• Celebrities Meryl Streep and her husband, sculptor Don Gummer, confirm they have been separated for six years
  • Hugh Jackman and his ex-wife Deborah Lee's divorce: A $290 million empire hard to divide

Between July 22 and September 3, the planet Venus was at a point in its orbital path with respect to Earth that astrologers call "Venus retrograde." This is an optical effect that produces the sensation that the planet in question is "going backwards" in its orbit. The implications (for those who believe in such things) of retrogradation are best known in the case of Mercury. Mercury retrograde is, since it became fashionable to know of its existence, the excuse we make for many things that go wrong for us. Venus retrograde is similar. You can blame Venus for your sentimental problems, because it's the planet of love for a reason. It's not you, it's me. It's not me, it's Venus, who's going backwards.

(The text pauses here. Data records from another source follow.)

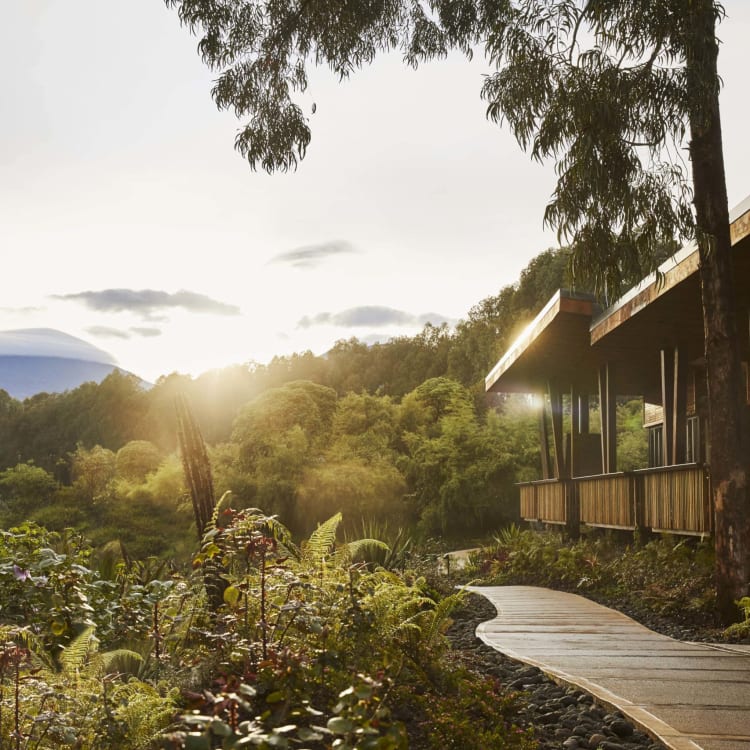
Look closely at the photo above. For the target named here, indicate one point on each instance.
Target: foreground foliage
(309, 646)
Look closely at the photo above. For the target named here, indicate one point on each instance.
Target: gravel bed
(561, 717)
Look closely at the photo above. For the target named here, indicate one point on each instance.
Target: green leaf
(340, 725)
(308, 735)
(196, 741)
(232, 595)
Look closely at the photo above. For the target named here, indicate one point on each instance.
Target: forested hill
(47, 427)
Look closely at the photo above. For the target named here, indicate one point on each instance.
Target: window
(656, 446)
(693, 440)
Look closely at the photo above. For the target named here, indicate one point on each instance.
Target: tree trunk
(726, 402)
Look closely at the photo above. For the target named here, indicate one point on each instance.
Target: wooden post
(668, 399)
(575, 432)
(608, 418)
(544, 441)
(572, 510)
(555, 400)
(583, 412)
(679, 410)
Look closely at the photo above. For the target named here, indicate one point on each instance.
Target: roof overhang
(568, 340)
(554, 347)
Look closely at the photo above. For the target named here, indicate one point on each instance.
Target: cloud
(311, 256)
(107, 332)
(21, 310)
(146, 302)
(119, 333)
(146, 332)
(370, 316)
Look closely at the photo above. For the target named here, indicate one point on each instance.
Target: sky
(128, 219)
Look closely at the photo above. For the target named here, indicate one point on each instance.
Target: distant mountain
(36, 360)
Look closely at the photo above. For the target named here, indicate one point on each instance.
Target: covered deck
(577, 359)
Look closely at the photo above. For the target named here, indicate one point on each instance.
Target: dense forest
(251, 557)
(399, 432)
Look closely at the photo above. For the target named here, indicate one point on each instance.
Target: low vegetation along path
(687, 695)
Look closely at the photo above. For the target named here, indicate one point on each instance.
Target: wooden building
(649, 344)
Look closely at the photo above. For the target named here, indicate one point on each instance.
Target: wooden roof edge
(562, 301)
(674, 270)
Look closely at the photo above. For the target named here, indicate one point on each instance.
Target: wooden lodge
(648, 344)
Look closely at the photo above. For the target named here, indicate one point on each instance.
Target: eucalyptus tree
(614, 91)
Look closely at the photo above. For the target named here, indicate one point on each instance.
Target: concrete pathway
(687, 695)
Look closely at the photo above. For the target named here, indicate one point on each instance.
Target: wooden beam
(555, 401)
(679, 410)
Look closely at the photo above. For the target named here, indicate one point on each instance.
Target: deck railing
(676, 498)
(543, 499)
(670, 498)
(607, 500)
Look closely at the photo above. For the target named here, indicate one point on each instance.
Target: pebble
(561, 717)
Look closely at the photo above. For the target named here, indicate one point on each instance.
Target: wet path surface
(687, 695)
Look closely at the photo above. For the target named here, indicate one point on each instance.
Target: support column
(575, 433)
(583, 410)
(555, 400)
(544, 441)
(608, 418)
(667, 359)
(679, 410)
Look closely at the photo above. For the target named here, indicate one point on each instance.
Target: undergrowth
(665, 576)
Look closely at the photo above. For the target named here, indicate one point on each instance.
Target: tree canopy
(614, 91)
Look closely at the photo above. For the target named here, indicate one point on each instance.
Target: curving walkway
(687, 695)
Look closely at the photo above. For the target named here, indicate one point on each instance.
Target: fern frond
(367, 550)
(75, 655)
(145, 711)
(322, 540)
(122, 661)
(32, 643)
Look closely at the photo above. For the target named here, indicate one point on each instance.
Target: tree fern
(122, 661)
(322, 540)
(75, 655)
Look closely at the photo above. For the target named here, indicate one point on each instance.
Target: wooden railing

The latest Venus retrograde could therefore be the reason for the separation of Hugh Jackman and Deborra-Lee Furness. Stars believe a lot in stars (I can't believe I just wrote this) and I'm sure more than one has been tempted to write astrological reasoning ("reasoning") in their divorce statement. Meryl Streep's couldn't be further from that. "Meryl Streep and Don Gummer have been separated for over six years and although they will always be there for each other, they have chosen to live independent lives," read the brief text with which a representative of Streep confirmed the couple's separation. Meryl, iconic among other things for her portrayals of women caught between passion and domesticity (Out of Africa, Sophie's Choice, The Bridges of Madison), thus showed her most cerebral side. The one who starred in turbulent separations on screen (Kramer vs. Kramer, The Cake Is Over) communicated hers calmly and without scandal.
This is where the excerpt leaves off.